Complex Made Simple

QU College of Pharmacy, HMC hold first symposium on medication safety

Qatar University College of Pharmacy (QU-CPH) and Al Wakra Hospital, Hamad Medical Corporation (HMC) held the first symposium on medication safety last Saturday at Sharq Hotel & Spa under the theme ‘It’s everyone’s concern’.

The aim of the event was to engage the spirit of inter-professional collaborative care and to involve input from pharmacists, physicians, nurses and administrators to cover the full spectrum of patient care.

The one-day event was held in partnership with the International Society of Pharmacoepidemiology (ISPE) GCC Chapter and brought together over 150 clinically-oriented pharmacists, health care providers, researchers, academia and students from health-related disciplines. Guest speakers from CPH, HMC and King Saud University covered topics including medication safety policy, adverse event reporting, assessing medication quality, and the role of a pharmacist in research. Research, practice and direct patient care at Al Wakra hospital was also discussed.

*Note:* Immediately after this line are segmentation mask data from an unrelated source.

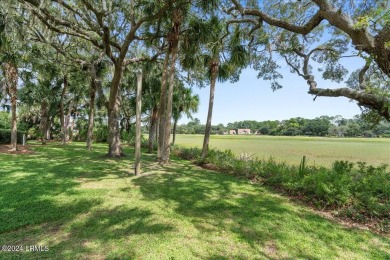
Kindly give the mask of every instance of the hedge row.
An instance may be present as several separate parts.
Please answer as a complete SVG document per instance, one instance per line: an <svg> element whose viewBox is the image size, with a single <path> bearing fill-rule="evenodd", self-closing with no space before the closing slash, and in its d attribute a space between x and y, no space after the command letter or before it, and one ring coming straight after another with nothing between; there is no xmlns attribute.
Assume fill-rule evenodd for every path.
<svg viewBox="0 0 390 260"><path fill-rule="evenodd" d="M18 143L23 143L23 134L24 132L18 131ZM11 143L11 130L10 129L0 129L0 144L10 144Z"/></svg>
<svg viewBox="0 0 390 260"><path fill-rule="evenodd" d="M381 231L390 231L390 172L387 165L368 166L336 161L328 169L308 166L303 157L300 166L278 163L273 159L237 158L232 151L210 150L201 161L198 148L174 147L176 156L207 165L215 170L255 179L282 189L319 208L333 210L338 216L357 222L376 223Z"/></svg>

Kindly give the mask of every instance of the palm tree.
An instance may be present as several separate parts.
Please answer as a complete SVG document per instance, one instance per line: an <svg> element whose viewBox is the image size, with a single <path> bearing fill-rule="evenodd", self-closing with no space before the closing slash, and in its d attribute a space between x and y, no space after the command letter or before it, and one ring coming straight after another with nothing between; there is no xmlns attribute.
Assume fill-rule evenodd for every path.
<svg viewBox="0 0 390 260"><path fill-rule="evenodd" d="M196 63L203 65L210 83L209 108L202 148L203 160L209 148L216 81L237 79L241 69L248 63L247 51L241 45L239 28L236 27L234 32L230 33L224 30L225 26L226 23L216 15L207 21L194 20L188 37L185 38L187 42L183 44L184 67L199 69Z"/></svg>
<svg viewBox="0 0 390 260"><path fill-rule="evenodd" d="M176 141L177 122L184 113L188 118L192 119L191 113L196 113L199 108L199 96L192 93L191 88L185 88L182 82L177 83L176 93L173 95L173 138L172 145Z"/></svg>
<svg viewBox="0 0 390 260"><path fill-rule="evenodd" d="M179 58L179 50L182 48L179 48L179 45L181 45L182 32L187 31L182 27L184 27L184 25L188 25L188 20L194 13L191 12L191 8L194 8L196 13L208 12L210 10L216 9L219 2L219 0L188 2L178 1L172 4L173 11L170 14L170 28L166 36L168 50L166 53L166 59L164 61L159 109L160 121L157 160L160 161L161 164L169 162L173 90L176 73L175 65L177 59Z"/></svg>
<svg viewBox="0 0 390 260"><path fill-rule="evenodd" d="M22 26L13 2L4 3L0 11L0 64L4 76L6 94L11 101L11 151L17 150L17 92L18 63L23 50Z"/></svg>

CPH dean Dr Ayman El-Kadi said: “This symposium showcases the importance of medication safety and the role of the pharmacist in this regard. Discussions and recommendations emanating from it will serve to raise the standard of practice in Qatar as the country moves towards fulfilling the National Health Strategy 2011-2016 with a skilled national workforce, effective services and a comprehensive world-class healthcare system.”

Al Wakra Hospital pharmacy director Dr Rasha Al Anany stated: “This symposium is a great opportunity for senior healthcare providers, researchers, and aspiring pharmacists in Qatar to come together and engage in discussions on medication safety to stimulate enhanced health outcomes. The conference consolidates HMC’s commitment to providing the safest, most effective and most compassionate care to each and every one of our patients as delegates will have the chance to identify the best medication safety strategies and learn innovative ways of ensuring the safe use of medication.”

Medication safety is a key area of research currently being conducted by CPH. A 2-year project by CPH faculty Dr Kerry Wilbur and Dr Ahmed Awaisu is exploring medication errors at HMC practice sites in an NPRP-funded study in collaboration with HMC and Robert Gordon University UK, with the aim to improving prescription safety and attendant systems.

Additionally, Dr Awaisu and CPH professor of social and administrative pharmacy Dr Mohamed Ibrahim are collaborating with HMC Pharmacy Department research team as part of a Memorandum of Understanding signed in 2013 between QU and HMC aimed at finding solutions to pressing healthcare issues in Qatar. “We want to understand how the current system on adverse drug reaction (ADR) reporting operates, the beliefs and behaviors of health professionals on prescribing and dispensing medication, and the key barriers of reporting and documenting ADR,” said Dr Moza Sulaiman Al-Hail, HMC Executive Director of Pharmacy.

An important study conducted last year by CPH faculty Dr Nadir Kheir, Dr Awaisu and several external collaborators addressed medication safety from the perspective of Qatar’s migrant workers of low-level English and Arabic skills. The study entitled “Development and evaluation of pictograms on medication labels for patients with limited literacy skills in a culturally-diverse multiethnic population” which was funded by Qatar National Research Fund (QNRF) under its Undergraduate Research Experience Program (UREP), deployed the use of pictograms to match labeling instructions on medicines, and was found to be of considerable benefit to migrant workers with low literacy skills in understanding the instructions and taking the correct dosage prescribed by their doctors.